In pratica nel documento (con tanto di disegno di un’anatra con le stampelle -quella che in politica si chiama anatra zoppa -con le sembianze della candidata Manola di Pasquale) si dice che nel caso di vittoria del centrosinistra la maggioranza non riuscirebbe a governare e «ci sarebbe il rischio concreto del commissariamento con conseguenze disastrose per la nostra città».
Il post su Facebook è piaciuto anche al presidente uscente Gianni Chiodi che ha messo un ‘mi piace’.
Ma il centrosinistra non ci sta e sostiene che il centrodestra stia facendo terrorismo per condizionare la «libera espressione democratica dei cittadini proprio quando questi ultimi si stanno apprestando consapevolmente alla liberazione da quella cappa di potere che ha fatto il bene di pochi ma contestualmente ha condannato la città ad un grave declino ed alla perdita di dieci lunghi anni».
Affermare che con la vittoria di Manola Di Pasquale il Comune verrà commissariato «è totalmente falso», denuncia il Partito Democratico, «moralmente vergognoso e politicamente indecente. I cittadini sono chiamati ad eleggere il proprio Sindaco direttamente e solo con le dimissioni volontarie si può revocare tale mandato popolare.
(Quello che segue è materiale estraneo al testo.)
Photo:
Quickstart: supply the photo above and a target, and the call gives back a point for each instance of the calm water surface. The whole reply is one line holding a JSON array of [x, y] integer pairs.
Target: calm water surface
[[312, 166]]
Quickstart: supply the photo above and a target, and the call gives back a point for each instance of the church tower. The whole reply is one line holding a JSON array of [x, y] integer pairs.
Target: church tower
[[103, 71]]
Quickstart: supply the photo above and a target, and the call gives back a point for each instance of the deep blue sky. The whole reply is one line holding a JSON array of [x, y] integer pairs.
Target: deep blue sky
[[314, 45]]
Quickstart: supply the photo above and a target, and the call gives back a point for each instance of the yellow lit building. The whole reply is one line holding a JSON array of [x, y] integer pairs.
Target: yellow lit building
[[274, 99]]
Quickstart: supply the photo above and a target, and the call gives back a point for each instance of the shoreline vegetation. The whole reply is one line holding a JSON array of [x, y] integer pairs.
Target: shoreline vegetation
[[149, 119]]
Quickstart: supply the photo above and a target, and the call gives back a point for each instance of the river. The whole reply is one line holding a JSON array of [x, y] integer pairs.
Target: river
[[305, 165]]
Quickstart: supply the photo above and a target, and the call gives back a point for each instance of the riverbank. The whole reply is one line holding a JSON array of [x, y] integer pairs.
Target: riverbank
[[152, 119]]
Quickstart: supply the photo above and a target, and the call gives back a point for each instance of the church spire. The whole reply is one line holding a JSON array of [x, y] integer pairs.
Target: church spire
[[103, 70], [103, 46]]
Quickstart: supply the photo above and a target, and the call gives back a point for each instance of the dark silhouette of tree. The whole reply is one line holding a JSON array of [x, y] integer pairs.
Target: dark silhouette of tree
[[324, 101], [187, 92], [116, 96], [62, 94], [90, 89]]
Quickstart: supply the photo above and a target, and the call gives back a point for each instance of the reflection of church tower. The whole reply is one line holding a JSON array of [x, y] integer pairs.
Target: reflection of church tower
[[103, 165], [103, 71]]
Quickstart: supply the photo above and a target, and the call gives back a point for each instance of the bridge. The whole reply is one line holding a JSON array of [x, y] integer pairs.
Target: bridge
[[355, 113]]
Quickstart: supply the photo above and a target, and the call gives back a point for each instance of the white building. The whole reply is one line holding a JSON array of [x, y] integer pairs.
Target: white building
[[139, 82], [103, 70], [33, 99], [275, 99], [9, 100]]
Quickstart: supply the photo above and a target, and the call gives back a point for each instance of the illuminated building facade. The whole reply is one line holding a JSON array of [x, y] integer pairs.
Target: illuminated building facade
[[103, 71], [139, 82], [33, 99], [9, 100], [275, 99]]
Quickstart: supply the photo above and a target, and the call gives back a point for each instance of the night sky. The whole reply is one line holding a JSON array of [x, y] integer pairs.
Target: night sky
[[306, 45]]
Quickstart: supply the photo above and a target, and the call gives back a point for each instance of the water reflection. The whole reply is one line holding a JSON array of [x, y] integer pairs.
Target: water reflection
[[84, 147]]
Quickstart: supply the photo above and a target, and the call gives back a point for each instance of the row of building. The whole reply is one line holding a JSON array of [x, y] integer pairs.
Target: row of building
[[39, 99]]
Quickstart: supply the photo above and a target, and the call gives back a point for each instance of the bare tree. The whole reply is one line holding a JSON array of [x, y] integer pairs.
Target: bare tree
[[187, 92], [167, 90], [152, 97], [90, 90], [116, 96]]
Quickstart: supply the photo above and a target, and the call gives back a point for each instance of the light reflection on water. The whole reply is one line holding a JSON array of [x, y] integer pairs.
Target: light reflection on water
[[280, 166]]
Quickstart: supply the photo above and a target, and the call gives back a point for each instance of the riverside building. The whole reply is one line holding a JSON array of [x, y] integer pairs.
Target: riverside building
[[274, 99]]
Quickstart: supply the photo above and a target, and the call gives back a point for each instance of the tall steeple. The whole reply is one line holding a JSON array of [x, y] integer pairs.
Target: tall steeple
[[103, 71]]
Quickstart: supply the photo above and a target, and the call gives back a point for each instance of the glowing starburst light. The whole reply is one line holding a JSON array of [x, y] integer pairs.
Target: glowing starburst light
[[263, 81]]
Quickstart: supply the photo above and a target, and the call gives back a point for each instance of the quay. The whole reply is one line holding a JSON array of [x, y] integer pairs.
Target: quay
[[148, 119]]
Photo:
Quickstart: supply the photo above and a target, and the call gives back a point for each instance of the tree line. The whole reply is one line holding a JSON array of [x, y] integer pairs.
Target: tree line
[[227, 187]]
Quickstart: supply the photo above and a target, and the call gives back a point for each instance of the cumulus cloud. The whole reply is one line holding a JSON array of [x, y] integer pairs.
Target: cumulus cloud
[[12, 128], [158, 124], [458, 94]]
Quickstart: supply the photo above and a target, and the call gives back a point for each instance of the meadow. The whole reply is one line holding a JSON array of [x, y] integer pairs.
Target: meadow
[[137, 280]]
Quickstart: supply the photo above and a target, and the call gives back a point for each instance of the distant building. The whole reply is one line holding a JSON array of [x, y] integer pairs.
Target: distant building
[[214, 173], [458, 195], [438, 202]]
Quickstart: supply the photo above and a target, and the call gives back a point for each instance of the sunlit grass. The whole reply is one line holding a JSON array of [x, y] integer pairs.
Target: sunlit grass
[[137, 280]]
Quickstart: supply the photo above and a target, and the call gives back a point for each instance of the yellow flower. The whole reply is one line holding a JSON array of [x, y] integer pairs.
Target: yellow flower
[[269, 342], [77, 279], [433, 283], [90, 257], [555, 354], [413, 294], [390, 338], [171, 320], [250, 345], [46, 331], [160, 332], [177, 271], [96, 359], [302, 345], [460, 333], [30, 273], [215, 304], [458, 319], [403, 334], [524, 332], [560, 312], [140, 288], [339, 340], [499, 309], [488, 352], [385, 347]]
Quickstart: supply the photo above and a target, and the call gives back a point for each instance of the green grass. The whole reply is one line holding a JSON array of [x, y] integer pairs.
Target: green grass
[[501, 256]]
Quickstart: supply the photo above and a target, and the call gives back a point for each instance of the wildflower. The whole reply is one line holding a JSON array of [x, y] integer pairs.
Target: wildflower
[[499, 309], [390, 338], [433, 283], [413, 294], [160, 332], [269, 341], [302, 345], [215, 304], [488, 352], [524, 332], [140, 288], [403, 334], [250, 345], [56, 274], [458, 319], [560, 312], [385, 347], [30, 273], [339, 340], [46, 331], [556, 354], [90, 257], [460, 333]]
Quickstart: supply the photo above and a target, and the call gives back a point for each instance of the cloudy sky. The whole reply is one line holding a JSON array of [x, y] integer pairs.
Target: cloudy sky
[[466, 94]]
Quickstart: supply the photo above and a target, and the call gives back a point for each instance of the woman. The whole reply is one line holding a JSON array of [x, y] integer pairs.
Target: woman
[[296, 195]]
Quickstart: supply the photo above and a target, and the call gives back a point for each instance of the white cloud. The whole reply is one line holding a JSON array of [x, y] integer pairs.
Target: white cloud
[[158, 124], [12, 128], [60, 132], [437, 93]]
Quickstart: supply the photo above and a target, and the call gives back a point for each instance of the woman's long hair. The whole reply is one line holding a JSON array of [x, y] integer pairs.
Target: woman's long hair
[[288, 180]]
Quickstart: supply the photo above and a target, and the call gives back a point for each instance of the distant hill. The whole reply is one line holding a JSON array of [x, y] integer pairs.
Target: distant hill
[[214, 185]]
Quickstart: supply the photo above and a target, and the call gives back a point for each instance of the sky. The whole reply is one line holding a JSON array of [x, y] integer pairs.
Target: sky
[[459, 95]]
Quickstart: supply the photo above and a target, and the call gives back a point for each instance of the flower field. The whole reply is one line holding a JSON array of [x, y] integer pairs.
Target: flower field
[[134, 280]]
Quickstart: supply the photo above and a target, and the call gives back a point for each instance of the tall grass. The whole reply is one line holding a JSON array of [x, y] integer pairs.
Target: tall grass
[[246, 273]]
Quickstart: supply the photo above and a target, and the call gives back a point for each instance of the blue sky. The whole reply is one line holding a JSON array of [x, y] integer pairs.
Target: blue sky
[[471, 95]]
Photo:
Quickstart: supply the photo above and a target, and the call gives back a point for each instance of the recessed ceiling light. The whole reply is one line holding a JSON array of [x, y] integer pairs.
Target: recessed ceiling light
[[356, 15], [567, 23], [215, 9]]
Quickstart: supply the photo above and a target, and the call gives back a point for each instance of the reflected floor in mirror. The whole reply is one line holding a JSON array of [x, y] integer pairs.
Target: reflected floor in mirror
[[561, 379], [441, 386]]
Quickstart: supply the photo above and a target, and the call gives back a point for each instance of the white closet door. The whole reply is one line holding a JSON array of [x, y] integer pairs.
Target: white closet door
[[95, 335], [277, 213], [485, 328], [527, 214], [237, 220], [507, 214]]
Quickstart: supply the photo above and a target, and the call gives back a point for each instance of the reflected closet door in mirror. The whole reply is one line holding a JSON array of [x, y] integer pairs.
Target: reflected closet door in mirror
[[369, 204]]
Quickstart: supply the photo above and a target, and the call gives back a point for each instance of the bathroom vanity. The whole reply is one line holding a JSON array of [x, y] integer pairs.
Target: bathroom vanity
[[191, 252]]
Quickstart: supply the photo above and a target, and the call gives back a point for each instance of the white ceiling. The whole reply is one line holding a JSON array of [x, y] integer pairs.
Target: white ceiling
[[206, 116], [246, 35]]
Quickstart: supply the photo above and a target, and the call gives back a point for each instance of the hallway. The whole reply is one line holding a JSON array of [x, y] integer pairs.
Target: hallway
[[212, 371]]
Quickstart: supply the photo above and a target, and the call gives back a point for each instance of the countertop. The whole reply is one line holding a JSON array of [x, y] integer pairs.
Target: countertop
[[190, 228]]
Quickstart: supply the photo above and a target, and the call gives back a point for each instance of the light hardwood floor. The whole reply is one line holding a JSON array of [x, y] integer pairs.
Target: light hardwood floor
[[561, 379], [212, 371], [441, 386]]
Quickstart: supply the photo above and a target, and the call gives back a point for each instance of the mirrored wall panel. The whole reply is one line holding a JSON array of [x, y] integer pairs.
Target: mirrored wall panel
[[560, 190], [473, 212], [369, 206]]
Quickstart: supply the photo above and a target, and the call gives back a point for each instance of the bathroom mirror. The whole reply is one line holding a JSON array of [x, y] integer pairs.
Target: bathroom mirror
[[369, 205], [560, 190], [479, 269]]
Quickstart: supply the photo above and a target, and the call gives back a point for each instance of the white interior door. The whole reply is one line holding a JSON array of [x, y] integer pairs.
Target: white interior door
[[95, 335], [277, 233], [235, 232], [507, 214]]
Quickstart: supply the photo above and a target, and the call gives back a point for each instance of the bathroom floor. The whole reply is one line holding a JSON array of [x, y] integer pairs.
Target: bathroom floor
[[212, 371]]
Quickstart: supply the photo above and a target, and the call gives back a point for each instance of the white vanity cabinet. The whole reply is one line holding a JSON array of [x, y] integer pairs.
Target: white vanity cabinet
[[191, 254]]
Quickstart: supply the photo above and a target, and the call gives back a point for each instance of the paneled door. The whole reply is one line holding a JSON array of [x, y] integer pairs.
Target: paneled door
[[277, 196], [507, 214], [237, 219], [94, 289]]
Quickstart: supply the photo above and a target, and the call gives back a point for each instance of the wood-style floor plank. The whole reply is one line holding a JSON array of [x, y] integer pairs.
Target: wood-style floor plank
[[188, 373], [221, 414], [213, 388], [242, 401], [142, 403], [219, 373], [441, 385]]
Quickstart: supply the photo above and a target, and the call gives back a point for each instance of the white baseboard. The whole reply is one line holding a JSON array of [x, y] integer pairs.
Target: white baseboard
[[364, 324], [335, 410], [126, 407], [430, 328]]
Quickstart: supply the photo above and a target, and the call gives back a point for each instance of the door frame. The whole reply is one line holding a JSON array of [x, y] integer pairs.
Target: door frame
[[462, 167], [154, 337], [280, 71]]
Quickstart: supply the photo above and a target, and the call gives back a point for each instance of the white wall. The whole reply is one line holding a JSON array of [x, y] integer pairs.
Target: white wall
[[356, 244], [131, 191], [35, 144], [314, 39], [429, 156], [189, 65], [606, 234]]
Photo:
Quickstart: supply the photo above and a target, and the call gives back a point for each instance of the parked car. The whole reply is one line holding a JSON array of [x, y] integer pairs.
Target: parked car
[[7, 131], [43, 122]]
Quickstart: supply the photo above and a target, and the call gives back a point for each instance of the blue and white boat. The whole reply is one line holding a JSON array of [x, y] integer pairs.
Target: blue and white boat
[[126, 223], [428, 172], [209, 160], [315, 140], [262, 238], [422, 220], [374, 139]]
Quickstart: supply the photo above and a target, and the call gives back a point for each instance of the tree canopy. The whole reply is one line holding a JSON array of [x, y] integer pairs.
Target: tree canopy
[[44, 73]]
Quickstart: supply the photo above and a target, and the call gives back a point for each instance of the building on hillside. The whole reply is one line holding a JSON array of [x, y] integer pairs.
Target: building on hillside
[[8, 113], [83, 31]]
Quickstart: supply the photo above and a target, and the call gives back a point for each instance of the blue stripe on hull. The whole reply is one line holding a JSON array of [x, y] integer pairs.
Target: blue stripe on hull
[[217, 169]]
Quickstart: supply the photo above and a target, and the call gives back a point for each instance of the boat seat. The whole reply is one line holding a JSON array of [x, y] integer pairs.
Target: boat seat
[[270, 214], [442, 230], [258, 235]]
Nessuna altra ipotesi corrisponde al vero ma la subdola iniziativa di condizionare la libera espressione dei cittadini teramani verso il cambiamento mette in evidenza la paura del sindaco uscente; il quale, peraltro già bocciato a partire dai suoi sostenitori non avendo raggiunto nemmeno lontanamente i numeri della sua coalizione, sa bene che il ritorno a casa è alle porte».